As soon as the fish was done it was removed from the oven which was then cranked up to 500. Asparagus, trimmed and stem ends peeled (use a vegetable peeler), were placed on a large parchment lined cookie sheet, drizzled with a bit of olive oil & sea salt and popped into the oven for about 6 minutes. Meanwhile, juices from the fish pan were whisked into the olive pesto. Yum! The roasted asparagus was sprinkled with toasted sesame seeds and some lemon zest.
Halibut steak with a generous dollop of olive pesto on top, root veggies and roasted asparagus went on each plate. A chardonnay was on the table ready to pour.
Next came a salad, served on individual small plates
  • mixed spring greens
  • sliced red pear
  • a sprinkle of spiced walnuts & pecans
  • a drizzle of port vinaigrette
  • a shaving of frozen blue cheese.

The port dressing was particularly spectacular and will become one of my often prepared dressings. You need to reduce a cup of port down to about 1/4, so I suggest that this be done when you have the time to reduce a lot of port, then bottle it and stick it in the fridge.
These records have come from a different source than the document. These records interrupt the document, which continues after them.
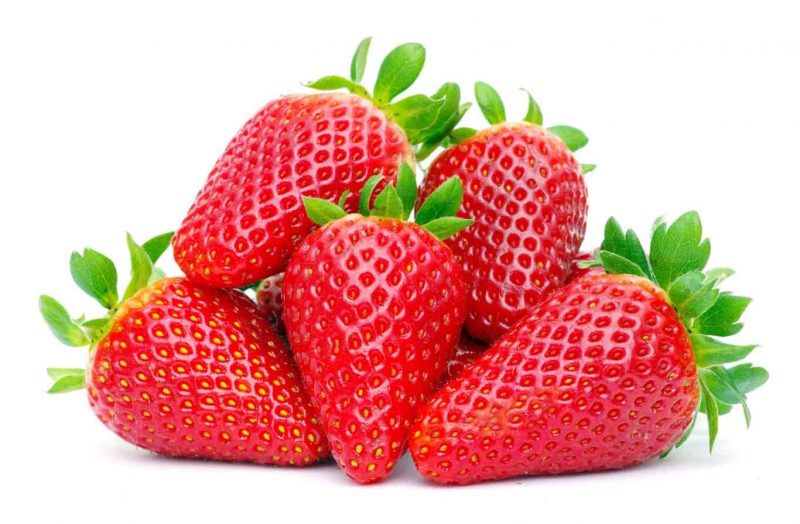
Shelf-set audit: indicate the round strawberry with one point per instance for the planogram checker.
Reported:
(249, 218)
(608, 372)
(270, 301)
(373, 307)
(465, 353)
(185, 370)
(526, 193)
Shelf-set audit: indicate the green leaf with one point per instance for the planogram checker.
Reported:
(712, 414)
(573, 138)
(359, 62)
(445, 227)
(617, 265)
(68, 383)
(709, 352)
(398, 71)
(57, 373)
(722, 319)
(407, 188)
(388, 204)
(96, 275)
(156, 246)
(678, 249)
(460, 134)
(443, 202)
(747, 377)
(343, 198)
(534, 114)
(490, 103)
(141, 268)
(366, 194)
(334, 82)
(415, 114)
(626, 245)
(60, 323)
(322, 211)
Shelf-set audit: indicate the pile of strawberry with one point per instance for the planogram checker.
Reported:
(476, 336)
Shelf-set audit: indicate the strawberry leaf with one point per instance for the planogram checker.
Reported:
(534, 114)
(445, 227)
(60, 323)
(572, 137)
(398, 71)
(96, 275)
(321, 211)
(407, 188)
(443, 202)
(388, 204)
(359, 63)
(490, 103)
(709, 352)
(141, 268)
(366, 194)
(415, 114)
(156, 246)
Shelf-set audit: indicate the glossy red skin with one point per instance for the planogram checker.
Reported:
(373, 309)
(190, 371)
(467, 351)
(576, 272)
(599, 376)
(270, 301)
(249, 217)
(527, 195)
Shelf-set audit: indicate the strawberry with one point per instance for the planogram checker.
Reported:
(527, 195)
(581, 266)
(185, 370)
(270, 301)
(248, 218)
(373, 307)
(608, 372)
(465, 353)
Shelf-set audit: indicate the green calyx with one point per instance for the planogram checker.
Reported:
(493, 109)
(426, 120)
(96, 275)
(436, 214)
(676, 263)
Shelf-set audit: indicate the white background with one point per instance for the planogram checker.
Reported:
(111, 117)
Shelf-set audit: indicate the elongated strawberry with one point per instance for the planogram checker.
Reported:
(249, 218)
(608, 372)
(373, 307)
(270, 301)
(185, 370)
(527, 195)
(466, 352)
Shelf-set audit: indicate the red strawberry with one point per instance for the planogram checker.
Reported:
(578, 269)
(373, 307)
(606, 373)
(270, 301)
(527, 195)
(185, 370)
(465, 353)
(249, 218)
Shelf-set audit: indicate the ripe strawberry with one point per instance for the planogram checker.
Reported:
(465, 353)
(606, 373)
(527, 195)
(184, 370)
(373, 307)
(248, 218)
(579, 267)
(270, 301)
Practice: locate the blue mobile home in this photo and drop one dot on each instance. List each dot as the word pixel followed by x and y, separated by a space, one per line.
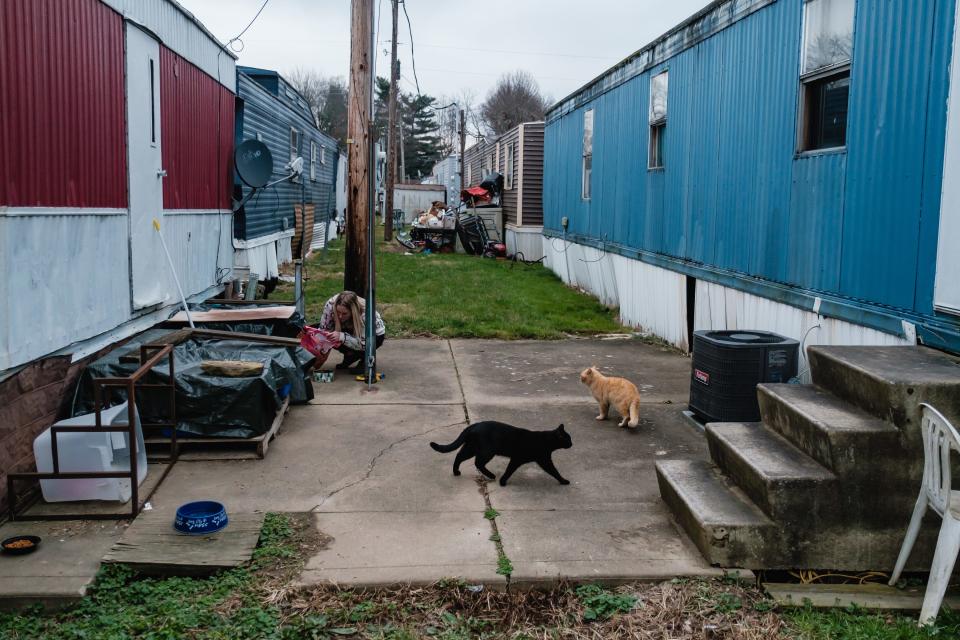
pixel 269 109
pixel 770 164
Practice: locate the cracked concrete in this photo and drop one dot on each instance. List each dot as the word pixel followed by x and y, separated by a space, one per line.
pixel 361 463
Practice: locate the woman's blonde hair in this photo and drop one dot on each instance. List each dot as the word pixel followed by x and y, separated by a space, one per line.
pixel 355 305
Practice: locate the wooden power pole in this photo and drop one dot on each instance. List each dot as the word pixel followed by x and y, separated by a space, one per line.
pixel 359 168
pixel 391 169
pixel 463 143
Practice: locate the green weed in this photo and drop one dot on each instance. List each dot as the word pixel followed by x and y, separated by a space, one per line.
pixel 600 604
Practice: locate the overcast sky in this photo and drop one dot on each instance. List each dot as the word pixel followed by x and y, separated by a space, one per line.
pixel 457 44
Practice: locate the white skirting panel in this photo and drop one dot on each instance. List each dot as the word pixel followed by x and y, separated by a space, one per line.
pixel 265 259
pixel 651 299
pixel 319 234
pixel 525 240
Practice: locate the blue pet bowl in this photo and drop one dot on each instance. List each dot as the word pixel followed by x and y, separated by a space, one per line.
pixel 200 518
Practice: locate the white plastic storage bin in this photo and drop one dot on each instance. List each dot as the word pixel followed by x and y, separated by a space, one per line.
pixel 94 451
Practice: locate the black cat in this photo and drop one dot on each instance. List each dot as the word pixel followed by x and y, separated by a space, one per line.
pixel 483 440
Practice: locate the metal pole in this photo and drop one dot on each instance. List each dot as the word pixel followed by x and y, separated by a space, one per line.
pixel 390 171
pixel 298 287
pixel 370 311
pixel 183 299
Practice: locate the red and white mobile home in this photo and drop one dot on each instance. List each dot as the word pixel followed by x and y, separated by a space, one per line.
pixel 112 113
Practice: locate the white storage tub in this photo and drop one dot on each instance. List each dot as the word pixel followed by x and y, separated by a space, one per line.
pixel 98 451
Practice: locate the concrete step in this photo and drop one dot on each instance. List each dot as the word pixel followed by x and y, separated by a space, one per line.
pixel 837 434
pixel 890 382
pixel 729 530
pixel 792 488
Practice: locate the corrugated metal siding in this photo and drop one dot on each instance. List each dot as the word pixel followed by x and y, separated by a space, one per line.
pixel 735 196
pixel 265 114
pixel 67 279
pixel 181 32
pixel 509 200
pixel 532 174
pixel 473 161
pixel 197 132
pixel 895 44
pixel 62 127
pixel 192 240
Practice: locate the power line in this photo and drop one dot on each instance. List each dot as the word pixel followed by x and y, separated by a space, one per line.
pixel 250 24
pixel 413 60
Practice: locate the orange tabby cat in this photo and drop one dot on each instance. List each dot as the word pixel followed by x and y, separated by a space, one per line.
pixel 619 392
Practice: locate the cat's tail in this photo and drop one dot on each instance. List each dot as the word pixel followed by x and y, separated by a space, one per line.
pixel 447 448
pixel 635 413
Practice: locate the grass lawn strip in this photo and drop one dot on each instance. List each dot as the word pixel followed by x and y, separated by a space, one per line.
pixel 258 602
pixel 460 296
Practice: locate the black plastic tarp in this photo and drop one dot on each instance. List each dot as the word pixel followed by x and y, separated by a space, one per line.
pixel 208 405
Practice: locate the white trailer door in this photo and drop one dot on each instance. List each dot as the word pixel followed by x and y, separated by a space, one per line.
pixel 149 279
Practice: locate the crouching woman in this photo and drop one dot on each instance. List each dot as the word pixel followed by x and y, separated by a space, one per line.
pixel 343 316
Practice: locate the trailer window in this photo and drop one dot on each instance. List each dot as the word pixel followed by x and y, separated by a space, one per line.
pixel 587 153
pixel 827 51
pixel 658 119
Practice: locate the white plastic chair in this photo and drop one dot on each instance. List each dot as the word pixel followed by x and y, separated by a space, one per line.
pixel 939 438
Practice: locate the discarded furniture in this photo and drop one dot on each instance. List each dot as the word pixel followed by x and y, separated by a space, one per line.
pixel 940 440
pixel 91 450
pixel 150 356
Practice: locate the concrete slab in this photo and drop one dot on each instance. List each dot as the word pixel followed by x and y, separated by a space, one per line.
pixel 63 566
pixel 418 371
pixel 322 450
pixel 598 546
pixel 542 372
pixel 373 549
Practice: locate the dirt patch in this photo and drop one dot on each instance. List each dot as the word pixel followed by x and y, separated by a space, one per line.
pixel 677 609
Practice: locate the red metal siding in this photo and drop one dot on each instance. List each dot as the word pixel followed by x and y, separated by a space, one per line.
pixel 197 145
pixel 62 125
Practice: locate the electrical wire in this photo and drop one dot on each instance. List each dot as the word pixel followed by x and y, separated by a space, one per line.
pixel 249 24
pixel 413 59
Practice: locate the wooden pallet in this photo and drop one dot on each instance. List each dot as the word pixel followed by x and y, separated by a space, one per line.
pixel 153 546
pixel 199 448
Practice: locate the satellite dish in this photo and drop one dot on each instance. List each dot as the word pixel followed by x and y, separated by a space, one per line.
pixel 254 163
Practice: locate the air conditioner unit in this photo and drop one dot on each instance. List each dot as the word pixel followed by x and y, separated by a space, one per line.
pixel 728 366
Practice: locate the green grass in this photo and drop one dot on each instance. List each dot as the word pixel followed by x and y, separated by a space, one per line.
pixel 459 296
pixel 123 604
pixel 856 624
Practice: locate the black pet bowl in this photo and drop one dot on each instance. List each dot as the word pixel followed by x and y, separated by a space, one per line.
pixel 20 550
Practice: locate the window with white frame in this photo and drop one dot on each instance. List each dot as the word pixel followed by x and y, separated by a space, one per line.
pixel 587 153
pixel 294 144
pixel 826 54
pixel 659 88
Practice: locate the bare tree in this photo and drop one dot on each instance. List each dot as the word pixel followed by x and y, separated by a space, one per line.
pixel 327 98
pixel 516 98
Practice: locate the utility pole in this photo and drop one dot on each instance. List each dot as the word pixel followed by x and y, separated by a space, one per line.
pixel 403 159
pixel 359 143
pixel 463 143
pixel 391 170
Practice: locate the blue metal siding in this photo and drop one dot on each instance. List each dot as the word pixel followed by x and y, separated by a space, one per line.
pixel 272 117
pixel 859 223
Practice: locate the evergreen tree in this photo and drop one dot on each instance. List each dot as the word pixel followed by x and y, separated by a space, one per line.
pixel 421 135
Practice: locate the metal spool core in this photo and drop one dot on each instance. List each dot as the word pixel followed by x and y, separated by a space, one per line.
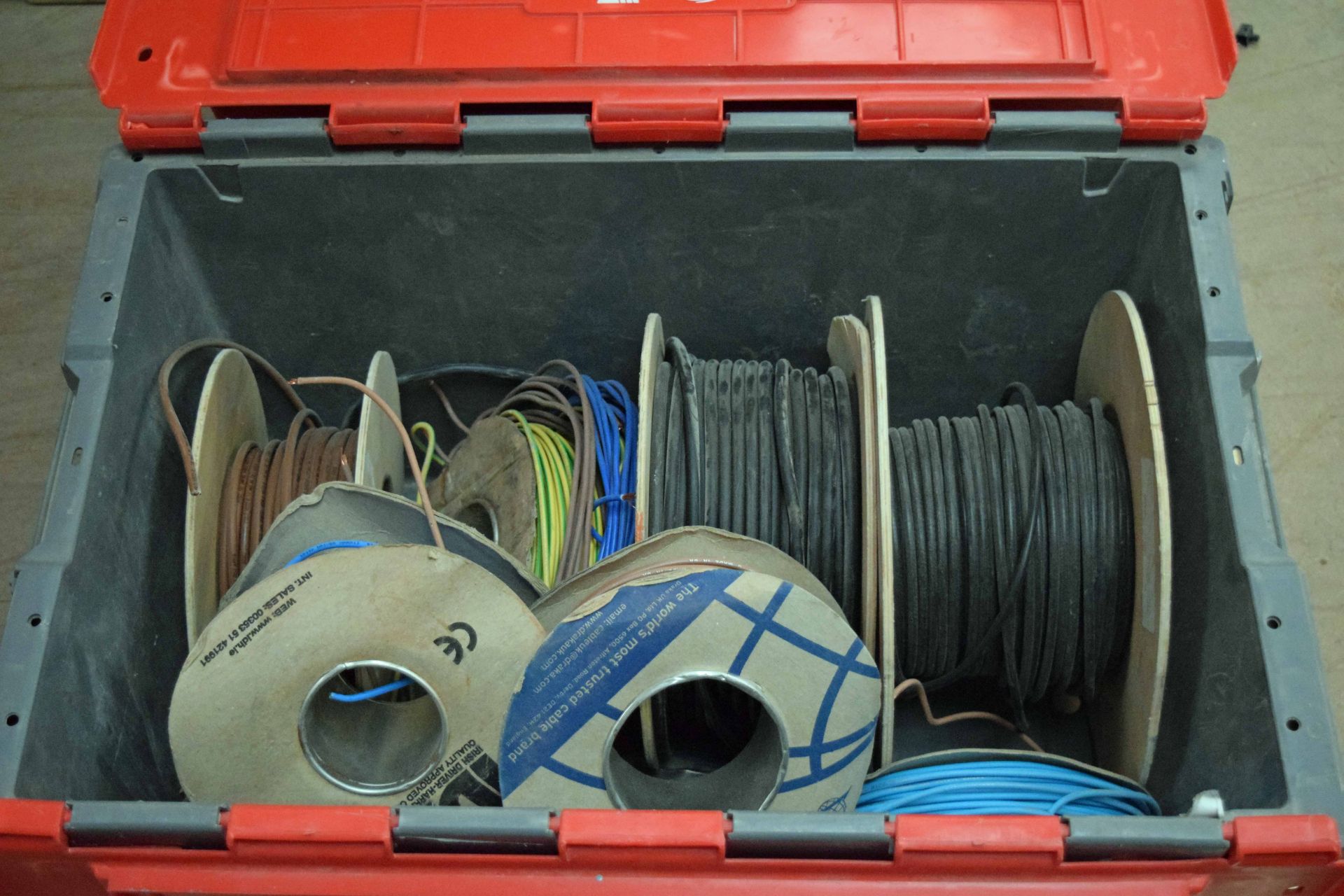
pixel 371 747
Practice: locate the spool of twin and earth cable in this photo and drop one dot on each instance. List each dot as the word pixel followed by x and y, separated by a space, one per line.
pixel 274 701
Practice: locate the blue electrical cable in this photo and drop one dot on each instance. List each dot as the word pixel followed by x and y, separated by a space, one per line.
pixel 613 413
pixel 337 546
pixel 372 692
pixel 1002 788
pixel 328 546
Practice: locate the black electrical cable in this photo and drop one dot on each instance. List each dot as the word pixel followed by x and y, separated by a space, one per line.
pixel 774 457
pixel 1012 547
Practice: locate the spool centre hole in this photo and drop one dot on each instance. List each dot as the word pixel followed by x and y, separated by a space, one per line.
pixel 381 745
pixel 696 742
pixel 482 517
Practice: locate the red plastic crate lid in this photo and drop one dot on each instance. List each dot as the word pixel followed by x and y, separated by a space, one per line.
pixel 386 71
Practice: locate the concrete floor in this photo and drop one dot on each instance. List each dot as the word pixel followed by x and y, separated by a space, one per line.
pixel 1281 121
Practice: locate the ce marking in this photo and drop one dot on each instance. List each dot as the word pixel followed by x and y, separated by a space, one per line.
pixel 452 647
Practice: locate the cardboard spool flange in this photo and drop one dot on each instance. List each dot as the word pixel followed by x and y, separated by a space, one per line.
pixel 851 346
pixel 690 546
pixel 651 354
pixel 379 457
pixel 349 512
pixel 230 414
pixel 1116 367
pixel 252 719
pixel 676 625
pixel 489 480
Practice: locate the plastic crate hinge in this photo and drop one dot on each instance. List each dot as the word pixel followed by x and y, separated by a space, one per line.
pixel 267 139
pixel 452 830
pixel 769 131
pixel 1123 839
pixel 146 824
pixel 1049 131
pixel 757 834
pixel 527 133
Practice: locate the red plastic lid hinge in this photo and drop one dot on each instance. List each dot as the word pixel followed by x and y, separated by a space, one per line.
pixel 667 121
pixel 923 118
pixel 952 841
pixel 381 125
pixel 1282 840
pixel 647 837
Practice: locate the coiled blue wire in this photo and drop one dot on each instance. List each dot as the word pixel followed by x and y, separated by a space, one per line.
pixel 615 413
pixel 327 546
pixel 1002 788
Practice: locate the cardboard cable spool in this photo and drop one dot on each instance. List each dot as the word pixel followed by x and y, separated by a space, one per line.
pixel 851 349
pixel 1116 367
pixel 491 484
pixel 686 608
pixel 252 715
pixel 349 512
pixel 230 414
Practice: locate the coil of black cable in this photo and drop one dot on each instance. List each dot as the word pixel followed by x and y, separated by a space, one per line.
pixel 766 450
pixel 1012 547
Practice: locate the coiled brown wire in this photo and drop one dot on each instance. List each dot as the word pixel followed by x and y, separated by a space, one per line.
pixel 262 479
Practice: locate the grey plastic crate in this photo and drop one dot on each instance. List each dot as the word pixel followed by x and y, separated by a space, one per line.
pixel 527 244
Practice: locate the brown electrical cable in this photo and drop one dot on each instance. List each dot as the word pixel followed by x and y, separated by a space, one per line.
pixel 262 479
pixel 401 430
pixel 958 716
pixel 171 414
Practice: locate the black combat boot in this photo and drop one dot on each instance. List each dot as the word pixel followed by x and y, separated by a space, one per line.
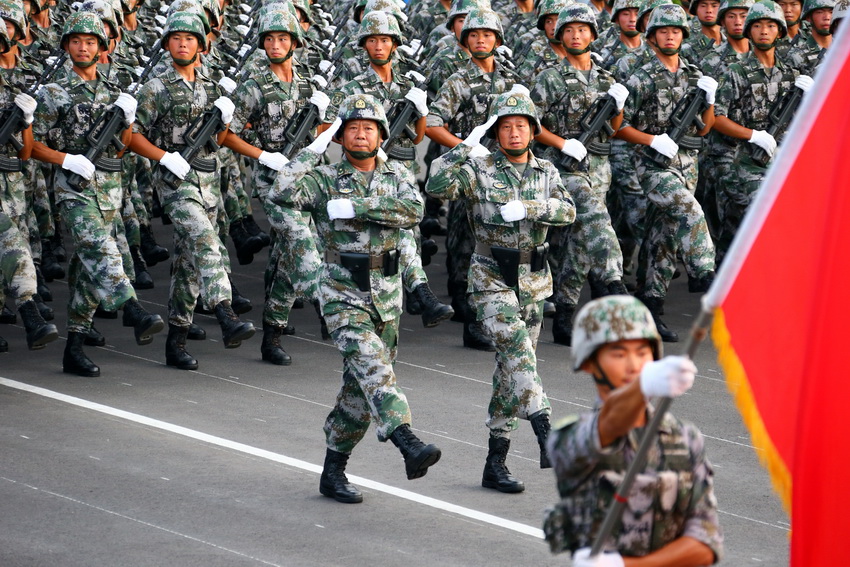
pixel 417 455
pixel 334 484
pixel 562 325
pixel 540 425
pixel 175 349
pixel 152 253
pixel 75 361
pixel 39 332
pixel 433 310
pixel 496 473
pixel 144 324
pixel 143 278
pixel 50 266
pixel 94 338
pixel 656 308
pixel 271 349
pixel 233 330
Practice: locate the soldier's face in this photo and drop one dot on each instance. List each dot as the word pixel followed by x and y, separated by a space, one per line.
pixel 733 20
pixel 627 19
pixel 621 362
pixel 514 132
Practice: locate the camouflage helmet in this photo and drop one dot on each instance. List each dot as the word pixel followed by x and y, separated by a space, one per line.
pixel 549 7
pixel 85 23
pixel 13 11
pixel 482 19
pixel 610 319
pixel 281 22
pixel 106 13
pixel 669 15
pixel 810 6
pixel 731 5
pixel 576 13
pixel 766 10
pixel 625 5
pixel 513 104
pixel 648 8
pixel 189 22
pixel 378 23
pixel 363 107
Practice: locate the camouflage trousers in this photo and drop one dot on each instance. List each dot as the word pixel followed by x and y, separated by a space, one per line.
pixel 293 267
pixel 589 244
pixel 517 388
pixel 369 390
pixel 198 266
pixel 96 273
pixel 676 224
pixel 16 264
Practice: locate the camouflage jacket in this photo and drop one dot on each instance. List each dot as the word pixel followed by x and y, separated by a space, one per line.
pixel 672 497
pixel 67 109
pixel 487 183
pixel 390 203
For dessert, no fat, no sugar vanilla bean custards were served, chilled, in their ramekins with a dollop of whipped cream & a few fresh raspberries. We served demitasse decaf espresso (it was getting late!) and tiny glasses of Italian Limoncello.
The next morning I realized that we hadn't served the almond cookies with dessert. All things considered, I think it would have been over the top.

No Fat/No Sugar Vanilla Bean Custards
4 1/4 cups Land O Lakes Fat Free 1/2 & 1/2
1 pint egg substitute such as Kirkland Egg Starts from Costco. (Egg Beaters has too much sodium.)
3/4 cup Splenda (From the large bag used for baking. The small packets are too sweet.)
1 whole vanilla bean

Set oven temp at 300 with rack placed in the middle.

Whisk the egg substitute with the Splenda in a glass or stainless steel bowl large enough to later hold the 1/2 & 1/2.
Scald the 1/2 & 1/2 with the vanilla bean over medium heat just until small bubbles form all around the edge of the saucepan. Do not let boil. Remove from heat. Remove the vanilla bean, score it length-wise with a sharp knife, open the bean and scrape the tiny seeds (looks like a very dark paste) into the cream mixture.
Slowly whisk the cream mixture into the egg mixture, whisking constantly so as not to curdle the egg stuff.
Pour all of this through a strainer into a clean bowl and allow to cool slightly.
Place 8 - 3/4 cup ramekins in a large roasting pan. Pour the custard base into the ramekins, dividing equally.
Place pan in the oven then pour hot water into the pan to come about halfway up the ramekins. Bake for about 1 hour. I start checking after 1 hour of baking time. The custards should be rather firm except for a small spot in the middle (about the size of a quarter) which should move when jiggled. Remove from water bath and refrigerate until ready to use.

Note: I developed this recipe and have made it 3 or 4 times. One time I forgot and left the custards in the oven for over 2 hours. The tops had developed a skin that was really rubbery (which I actually like!), but after they were in the fridge overnight, the custard inside was smooth and creamy. Very forgiving of them.